C-323 could be used mercilessly by anti-mining, anti-development NGOs to tie up companies in huge costs and red tape anytime they felt like it. Imagine the costs of dealing with frivolous lawsuits launched every other day from a far off country.
C-323 also adds a lengthy list of other offences that seem to stop short only of spitting out gum. Here’s an example: A company with “direct knowledge of an impending environmental emergency” which fails to provide “adequate” warnings could be subject to Canada’s civil law. What does this mean? What is “direct knowledge” or “environmental emergency” or “adequate” warnings?” Well, just about anything, in the view of radical NGOs these days. Thus, off to Canadian courts under C-323.
Does C-323 provide evidentiary or other safeguards against abuse? Quite the opposite. C-323 abolishes all time limits, so you could literally be sued for an environmental accident from 100 years ago. Additionally, the burden of proof is placed on the defendant to “clearly, cogently and convincingly establish” that Canadian courts should not accept the case. So a Canadian company facing a frivolous lawsuit could face a multi-million-dollar bill for the costs of dealing with evidence from a distant land, lawyers, and procedures.
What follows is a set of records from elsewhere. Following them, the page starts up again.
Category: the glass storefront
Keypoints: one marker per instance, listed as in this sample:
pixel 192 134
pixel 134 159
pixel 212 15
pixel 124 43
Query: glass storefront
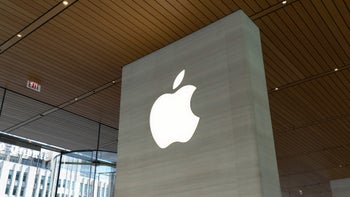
pixel 87 173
And even if the action is dismissed, the plaintiff is free to start all over again.
Introducing the bill, Peter Julien, NDP MP for Burnaby-New Westminster, claimed it “mirrors the U.S. alien torts claim act.” False.
That act, passed in 1789 as part of the original Judiciary Act, simply says “district courts shall have original jurisdiction of any civil action by an alien for a tort only, committed in violation of the law of nations or a treaty of the United States.”
Business chill
No long list of additional areas of jurisdiction, no lifting of time limits, no burden of proof reversal. The act was ignored for 200 years and has rarely been used since with few applicants and fewer successful applicants.
Instead C-323 leaves Canadian firms vulnerable to huge risks and costs. One blog supporting the bill notes that Canadian companies are risk adverse, so the law will be effective.
This is likely right. Companies are risk adverse. In the face of a bill as reckless as C-323, they will flee to nations with sensible legal codes. And for some anti-development types, that would be success.